BEAM WITH DISTRIBUTED LOAD
For the beam and loading shown in Figure 1 draw the shear force and bending moment diagrams.
Goal Draw the shear force and bending moment diagrams for beam ABC.
Given Information about the dimensions and loading of the beam, which allow us to model AC as a planar beam.
Assume The weight of the beam is negligible and the fixed support at C is ideal.
Draw We require two free-body diagrams to develop the equations that describe the shear and moment diagrams for the beam. First we cut the beam where the distributed load is applied (Figure 2a). The free-body diagram for this isolated beam segment is valid for a cut anywhere between A and B—that is, for 0 ≤ x ≤ 2 m. Then we cut between B and C , which is beyond the applied distributed load (Figure 2b), and draw a free-body diagram that is valid for a cut such that 2 m ≤ x ≤ 6 m.
Formulate Equations and Solve Analyzing equilibrium of the beam segments, we create equations that describe the shear and moment as a function of x.
For 0 ≤ x ≤2 m (Figure 2a):
In our equilibrium analysis, we must include only the portion of the distributed load that is acting on the segment of the beam we are considering. The length of the beam segment we have isolated to the left of the cut at P is x. Therefore the load is (10 kN/m)x, and:
\sum{F_{y}\left(\uparrow + \right) } = – 10 \frac{KN}{m} x – V_{y} =0
V_{y} = – 10\frac{KN}{m} x (0 ≤ x ≤ 2 m) (1)
This equation describes a line from 0 kN at x = 0 m to −20 kN at x = 2 m.
We choose P as our moment center in the moment equilibrium equation. This means that we measure the moment arm from P to the centroid of the distributed load. For free-body diagram in Figure 2a that distance is x/2.
\sum{M_{x @ P} }\left(\curvearrowleft + \right) = \left\lgroup 10 \frac{KN}{m} x\right\rgroup\frac{x}{2} + M_{bz} =0
M_{bz} = – \left\lgroup 5 \frac{KN}{m} \right\rgroup x^{2} (0 ≤ x ≤ 2 m) (2)
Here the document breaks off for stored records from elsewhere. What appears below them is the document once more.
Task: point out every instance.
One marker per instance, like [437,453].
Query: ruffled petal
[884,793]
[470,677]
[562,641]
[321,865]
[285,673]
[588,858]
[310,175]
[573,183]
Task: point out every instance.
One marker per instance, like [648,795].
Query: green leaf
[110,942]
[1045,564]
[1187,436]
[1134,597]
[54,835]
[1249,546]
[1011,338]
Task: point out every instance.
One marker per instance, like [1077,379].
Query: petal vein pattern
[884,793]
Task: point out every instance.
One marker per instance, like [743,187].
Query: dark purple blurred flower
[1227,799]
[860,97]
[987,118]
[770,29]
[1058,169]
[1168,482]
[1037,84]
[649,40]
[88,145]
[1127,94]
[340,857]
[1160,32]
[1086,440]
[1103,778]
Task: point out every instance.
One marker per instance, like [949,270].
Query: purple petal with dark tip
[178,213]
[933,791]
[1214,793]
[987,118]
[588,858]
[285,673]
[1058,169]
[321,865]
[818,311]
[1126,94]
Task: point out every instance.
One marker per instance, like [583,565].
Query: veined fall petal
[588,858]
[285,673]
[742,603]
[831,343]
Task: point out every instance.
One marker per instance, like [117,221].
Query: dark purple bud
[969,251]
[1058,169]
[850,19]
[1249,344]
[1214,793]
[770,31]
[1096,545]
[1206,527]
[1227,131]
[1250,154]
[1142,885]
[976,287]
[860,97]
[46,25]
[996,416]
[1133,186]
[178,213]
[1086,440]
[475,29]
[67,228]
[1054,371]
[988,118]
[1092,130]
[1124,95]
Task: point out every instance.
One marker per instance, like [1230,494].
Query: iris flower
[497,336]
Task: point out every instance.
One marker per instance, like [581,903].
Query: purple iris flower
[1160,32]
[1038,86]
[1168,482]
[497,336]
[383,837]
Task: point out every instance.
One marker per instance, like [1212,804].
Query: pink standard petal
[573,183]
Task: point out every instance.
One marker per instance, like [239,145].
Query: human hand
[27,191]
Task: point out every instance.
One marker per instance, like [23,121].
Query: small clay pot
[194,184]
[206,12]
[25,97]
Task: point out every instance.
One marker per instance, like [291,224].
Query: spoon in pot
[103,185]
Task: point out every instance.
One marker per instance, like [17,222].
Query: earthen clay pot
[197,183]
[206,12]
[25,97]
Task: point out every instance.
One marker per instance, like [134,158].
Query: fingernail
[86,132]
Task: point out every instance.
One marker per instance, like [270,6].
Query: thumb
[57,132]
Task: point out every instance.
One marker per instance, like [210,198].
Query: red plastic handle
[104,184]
This equation describes a curve that starts from 0 kN.m at x = 0 m and bends parabolically down to −20 kN.m at x = 2 m.
For 2 m ≤ x≤ 6 m (Figure 2b):
The entire distributed load is acting on the isolated portion of the beam shown in Figure 2b. Therefore the load is (10 kN/m) (2 m) = 20 kN , and:
\sum{F_{y}\left(\uparrow + \right) } = – 20 kN – V_{y} =0
V_{y} = – 20 kN (2 m ≤ x ≤ 6 m) (3)
For the moment equilibrium equation we again measure the moment arm from P to the centroid of the distributed load, which is 1 m to the right of A. Therefore the length of the moment arm is (x − 1 m).
\sum{M_{x @ P} }\left(\curvearrowleft +\right) = 20kN (x – 1 m)+ M_{bz} =0
M_{bz} =20 kN.m – (20 kN)x (2 m ≤x ≤ 6 m) (4)
For this portion of the beam, the bending moment diagram is a straight line extending from −20 kN.m to −100 kN.m.
using (1)–(4) we create the shear force and bending moment diagrams for the beam (Figures 2c and 2d).
Check In addition to checking the value of the diagrams at several points, we look at the shapes of the diagrams. The shear force is decreasing linearly between A and B due to the uniformly distributed load, and is constant between B and C where no loads are applied. We illustrate another method for checking the shear and bending moment relationships in the next section.